Deyan Sudjic is the current Director of the Design Museum. He succeeded Alice Rawsthorn in 2006. The museum operates as a registered charity, and all funds generated by ticket sales aid the museum in curating new exhibitions. Entrance will be free to the museum’s permanent collection display, Designer Maker User.


In June 2011 Conran donated £17.5 million to enable the Museum to move in 2016 from the warehouse to a larger site which formerly housed the Commonwealth Institute in west London. This unique landmark from the 1960s, a Grade II* listed building that had stood vacant for over a decade, will be transformed by a design team led by John Pawson who will make the building fit for a 21st century museum, whilst at the same time retaining its unique spatial quality.


The move will give the museum three times more space than in its previous location at Shad Thames, with the brand new Swarovski Foundation Centre for Learning, 202-seat Bakala Auditorium and a dedicated gallery to display its permanent collection, which will be accessible free of charge. It will bring the museum into Kensington’s cultural quarter, where it will join the Royal College of Art, V&A, Science Museum, Natural History Museum and Serpentine Gallery.



London-based sculptor Nick Hornby opens the door to his Notting Hill studio to reveal an insight into his inspirations and processes. Delving into art history, Hornby uses cutting edge digital technology to create modern, abstract models that simultaneously convey fragments of renowned sculptures from different viewpoints. Transforming these into three-dimensional pieces by hand via traditional mediums including bronze and marble resin, the result is intriguing, innovative and provocative. “One of the contradictions I try to engage with my work is revealing where things come from; to try to have an object which sits on that knife-edge between revealing all the constituent parts, the citations, and also being something wholly new,” states Hornby. Having won the Clifford Chance Sculpture Prize, the Deidre Hubbard Sculpture Award, the BlindArt Prize and exhibiting internationally at distinguished establishments including Tate Britain, London and The Museum of Arts and Design, New York, this is one artist that shows no sign of slowing down anytime soon.


He received his education at the Slade School of Art, University College London and Chelsea School of Art.

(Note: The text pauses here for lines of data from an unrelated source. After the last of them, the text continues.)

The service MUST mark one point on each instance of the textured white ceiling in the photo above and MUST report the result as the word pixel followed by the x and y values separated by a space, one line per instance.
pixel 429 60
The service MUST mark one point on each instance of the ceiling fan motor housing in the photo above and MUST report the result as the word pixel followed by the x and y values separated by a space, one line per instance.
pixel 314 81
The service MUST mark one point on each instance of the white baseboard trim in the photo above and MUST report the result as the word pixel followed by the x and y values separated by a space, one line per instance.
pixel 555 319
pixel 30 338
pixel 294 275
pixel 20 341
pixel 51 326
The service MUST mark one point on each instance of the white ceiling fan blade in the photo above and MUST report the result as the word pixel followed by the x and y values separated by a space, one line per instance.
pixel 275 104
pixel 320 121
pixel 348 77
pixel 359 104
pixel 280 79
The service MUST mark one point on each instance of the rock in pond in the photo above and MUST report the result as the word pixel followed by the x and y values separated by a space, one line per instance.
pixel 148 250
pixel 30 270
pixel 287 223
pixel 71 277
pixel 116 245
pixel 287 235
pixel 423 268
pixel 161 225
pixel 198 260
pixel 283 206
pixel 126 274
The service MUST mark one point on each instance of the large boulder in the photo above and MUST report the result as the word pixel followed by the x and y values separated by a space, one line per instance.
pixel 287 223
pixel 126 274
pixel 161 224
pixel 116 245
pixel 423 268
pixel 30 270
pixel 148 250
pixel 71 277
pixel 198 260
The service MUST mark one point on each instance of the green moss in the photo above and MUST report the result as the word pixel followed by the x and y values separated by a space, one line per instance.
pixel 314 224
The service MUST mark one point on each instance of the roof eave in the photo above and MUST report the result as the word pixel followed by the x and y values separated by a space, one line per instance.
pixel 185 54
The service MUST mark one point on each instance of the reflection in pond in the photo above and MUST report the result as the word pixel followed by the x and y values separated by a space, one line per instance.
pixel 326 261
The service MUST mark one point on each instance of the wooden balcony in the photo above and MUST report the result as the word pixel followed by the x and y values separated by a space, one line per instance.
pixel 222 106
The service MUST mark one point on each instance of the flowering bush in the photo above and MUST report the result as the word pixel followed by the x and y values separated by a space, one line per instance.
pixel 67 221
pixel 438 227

He was described by ES Magazine as “The New Gormley” and picked for the Evening Standard “Who to Watch in 2010”.


He has exhibited his work in the UK, the US, Greece, and India, including Tate Britain (UK), Southbank Centre (UK), Eyebeam (New York, USA), The Museum of Arts and Design (New York, USA), The Hub (Athens).


He has been reviewed in the New York Times, Frieze, Artforum, and featured in Dazed, Wired, and Time Out, among others.